So far in this series I’ve focussed on things that have worked for me in my pursuit of the interior life. Today, I’m going to talk about something that hasn’t worked for me: spontaneity…by which I mean, praying in my own words as opposed to using set prayers.
Don’t get me wrong. Spontaneous prayer is a good thing. If you feel moved to pray, to tell God what’s going on, or to ask for help, or to rejoice at a sunrise or the face of your child, go to it! Knock yourself out. As I said, when you’re moved to pray, God’s calling. When it happens, go with it.
But I’ve also pointed out that ultimately we need to make regular time for prayer. And while spontaneous prayer is a great thing when you’re so moved, it really fails as a planned activity.
I have gone through the following cycle of events more times than I can count. I resolve to pray for a certain time every day. The first day I sit down, and spend time talking with God, spontaneously. Often I’ve tried to use the “ACTS” framework—adoration, confession, thanksgiving, supplication—but within those categories I use my own words. And it works! God wants us to pray, and He’ll help us to get started.

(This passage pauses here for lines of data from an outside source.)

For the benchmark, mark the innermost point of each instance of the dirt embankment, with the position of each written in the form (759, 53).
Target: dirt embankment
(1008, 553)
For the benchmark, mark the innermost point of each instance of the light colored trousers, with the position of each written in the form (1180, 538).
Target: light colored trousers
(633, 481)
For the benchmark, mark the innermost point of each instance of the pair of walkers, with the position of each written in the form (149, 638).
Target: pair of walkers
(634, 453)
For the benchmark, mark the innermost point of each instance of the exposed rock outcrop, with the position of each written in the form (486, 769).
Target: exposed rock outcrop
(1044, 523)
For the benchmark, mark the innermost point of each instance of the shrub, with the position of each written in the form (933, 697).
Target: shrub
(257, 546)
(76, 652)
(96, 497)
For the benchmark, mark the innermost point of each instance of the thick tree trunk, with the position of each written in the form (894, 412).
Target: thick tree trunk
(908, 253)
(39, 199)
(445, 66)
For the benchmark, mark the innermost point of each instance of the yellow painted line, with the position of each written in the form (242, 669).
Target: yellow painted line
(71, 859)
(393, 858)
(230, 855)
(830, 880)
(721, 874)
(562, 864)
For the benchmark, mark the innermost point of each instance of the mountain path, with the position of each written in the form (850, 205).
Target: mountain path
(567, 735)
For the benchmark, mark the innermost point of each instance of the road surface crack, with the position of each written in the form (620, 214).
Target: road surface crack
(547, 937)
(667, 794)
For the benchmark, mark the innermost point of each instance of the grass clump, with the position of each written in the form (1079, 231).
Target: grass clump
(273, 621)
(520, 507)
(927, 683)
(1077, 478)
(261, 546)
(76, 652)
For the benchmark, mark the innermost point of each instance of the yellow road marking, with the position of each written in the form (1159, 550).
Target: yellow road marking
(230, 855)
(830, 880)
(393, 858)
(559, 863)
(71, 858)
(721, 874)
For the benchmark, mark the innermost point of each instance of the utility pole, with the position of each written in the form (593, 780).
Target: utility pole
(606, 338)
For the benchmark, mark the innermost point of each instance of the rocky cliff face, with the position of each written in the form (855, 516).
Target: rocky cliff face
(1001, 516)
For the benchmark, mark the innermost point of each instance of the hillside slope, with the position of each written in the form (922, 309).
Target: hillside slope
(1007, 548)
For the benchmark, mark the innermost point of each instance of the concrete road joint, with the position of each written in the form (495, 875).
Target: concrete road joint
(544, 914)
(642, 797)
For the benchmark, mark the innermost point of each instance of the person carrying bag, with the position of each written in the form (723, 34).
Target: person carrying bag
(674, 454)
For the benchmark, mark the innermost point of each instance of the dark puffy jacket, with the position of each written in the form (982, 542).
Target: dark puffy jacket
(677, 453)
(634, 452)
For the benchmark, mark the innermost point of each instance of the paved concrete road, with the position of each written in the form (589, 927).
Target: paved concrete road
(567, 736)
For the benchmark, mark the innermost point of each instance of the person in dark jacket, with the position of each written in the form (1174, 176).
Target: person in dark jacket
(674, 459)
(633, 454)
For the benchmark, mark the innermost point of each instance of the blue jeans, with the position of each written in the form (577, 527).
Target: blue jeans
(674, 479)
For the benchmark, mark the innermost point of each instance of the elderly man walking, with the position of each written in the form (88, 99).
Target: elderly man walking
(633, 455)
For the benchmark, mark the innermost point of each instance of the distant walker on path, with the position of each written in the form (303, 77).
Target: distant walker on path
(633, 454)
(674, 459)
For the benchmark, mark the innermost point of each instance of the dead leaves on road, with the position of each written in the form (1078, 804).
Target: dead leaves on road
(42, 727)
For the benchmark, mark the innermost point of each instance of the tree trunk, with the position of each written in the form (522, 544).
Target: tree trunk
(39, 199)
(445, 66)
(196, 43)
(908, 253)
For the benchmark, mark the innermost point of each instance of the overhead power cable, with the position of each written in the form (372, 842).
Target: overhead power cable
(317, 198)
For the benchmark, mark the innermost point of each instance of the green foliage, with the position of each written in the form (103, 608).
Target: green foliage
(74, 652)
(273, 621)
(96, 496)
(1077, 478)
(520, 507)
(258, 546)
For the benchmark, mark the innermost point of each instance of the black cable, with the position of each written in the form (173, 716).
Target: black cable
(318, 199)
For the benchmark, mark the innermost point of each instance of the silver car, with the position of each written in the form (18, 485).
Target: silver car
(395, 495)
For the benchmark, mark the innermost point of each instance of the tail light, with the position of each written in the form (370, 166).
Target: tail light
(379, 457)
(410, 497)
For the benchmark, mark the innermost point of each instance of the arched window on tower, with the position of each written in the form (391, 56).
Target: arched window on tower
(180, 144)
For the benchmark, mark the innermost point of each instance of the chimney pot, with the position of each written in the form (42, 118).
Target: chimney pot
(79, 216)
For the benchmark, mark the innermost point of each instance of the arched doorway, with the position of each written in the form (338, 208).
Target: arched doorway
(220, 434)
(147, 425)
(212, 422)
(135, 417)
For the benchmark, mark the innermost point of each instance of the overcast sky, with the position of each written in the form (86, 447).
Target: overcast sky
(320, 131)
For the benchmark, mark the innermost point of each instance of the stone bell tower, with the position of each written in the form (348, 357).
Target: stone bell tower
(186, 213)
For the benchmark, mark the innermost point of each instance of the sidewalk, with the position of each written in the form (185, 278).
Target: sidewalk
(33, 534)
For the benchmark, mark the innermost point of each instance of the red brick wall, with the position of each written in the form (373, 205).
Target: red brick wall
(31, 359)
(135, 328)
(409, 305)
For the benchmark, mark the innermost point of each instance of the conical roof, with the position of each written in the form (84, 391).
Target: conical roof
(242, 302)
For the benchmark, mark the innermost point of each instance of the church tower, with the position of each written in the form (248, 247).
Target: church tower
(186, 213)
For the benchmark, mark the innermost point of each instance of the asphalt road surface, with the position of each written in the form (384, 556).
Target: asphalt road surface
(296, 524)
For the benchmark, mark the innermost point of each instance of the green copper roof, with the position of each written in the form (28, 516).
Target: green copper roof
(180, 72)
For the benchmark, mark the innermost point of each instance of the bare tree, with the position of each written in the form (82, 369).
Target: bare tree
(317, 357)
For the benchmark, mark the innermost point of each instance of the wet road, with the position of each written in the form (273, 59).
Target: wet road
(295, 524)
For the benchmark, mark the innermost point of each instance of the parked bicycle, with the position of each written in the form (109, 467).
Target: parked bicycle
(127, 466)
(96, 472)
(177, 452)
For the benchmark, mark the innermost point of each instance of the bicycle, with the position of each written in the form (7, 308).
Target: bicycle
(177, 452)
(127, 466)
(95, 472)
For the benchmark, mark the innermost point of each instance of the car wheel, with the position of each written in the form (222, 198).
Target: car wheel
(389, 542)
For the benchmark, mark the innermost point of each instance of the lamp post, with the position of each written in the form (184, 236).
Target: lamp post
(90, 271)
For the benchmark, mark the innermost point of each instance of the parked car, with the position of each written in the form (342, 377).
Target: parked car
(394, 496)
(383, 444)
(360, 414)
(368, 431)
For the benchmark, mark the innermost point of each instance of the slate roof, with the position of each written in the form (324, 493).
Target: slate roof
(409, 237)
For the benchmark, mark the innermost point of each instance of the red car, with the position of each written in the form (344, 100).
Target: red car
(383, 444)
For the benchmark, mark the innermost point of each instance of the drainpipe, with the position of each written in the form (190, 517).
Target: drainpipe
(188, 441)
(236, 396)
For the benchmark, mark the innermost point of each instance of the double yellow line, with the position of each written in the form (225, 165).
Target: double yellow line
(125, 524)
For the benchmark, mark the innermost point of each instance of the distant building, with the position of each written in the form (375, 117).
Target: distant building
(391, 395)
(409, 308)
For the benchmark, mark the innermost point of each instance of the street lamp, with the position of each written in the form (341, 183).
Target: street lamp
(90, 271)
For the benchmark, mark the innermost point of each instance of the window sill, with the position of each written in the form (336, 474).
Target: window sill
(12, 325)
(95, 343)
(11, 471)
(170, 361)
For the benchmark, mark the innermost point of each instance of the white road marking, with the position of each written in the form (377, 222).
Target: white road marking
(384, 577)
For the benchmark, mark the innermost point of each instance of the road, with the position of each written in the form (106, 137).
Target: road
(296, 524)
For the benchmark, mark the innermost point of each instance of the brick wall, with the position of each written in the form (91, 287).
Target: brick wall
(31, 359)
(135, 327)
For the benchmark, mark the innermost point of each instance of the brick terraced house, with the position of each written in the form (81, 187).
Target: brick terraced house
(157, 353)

By the end of the week, I’ve settled down into a pattern. The words are still mine, but they tend to be more or less the same day after day.
By the end of a month (two or three at most) I am thoroughly bored with my own words, and I get tired of saying them over and over, and I am unutterably weary with being SPONTANEOUS.
And as soon as there’s a reasonable reason to skip my prayer time, I do; and then I don’t have a regular prayer time anymore.
As I say, this has happened to me any number of times over the last thirty years. It lasted up until late 2007/early 2008, when I ditched planned spontaneity in my regular prayer time and tried something new…and by God’s grace, I’m still doing it today. I’ll talk about that next week.
Note: I first wrote this post a couple of years ago. These days, I’m finding more of a place for spontaneous prayer in my regular prayer times—but still, it builds on the regular liturgical prayer that I do every day, rather than being the main course.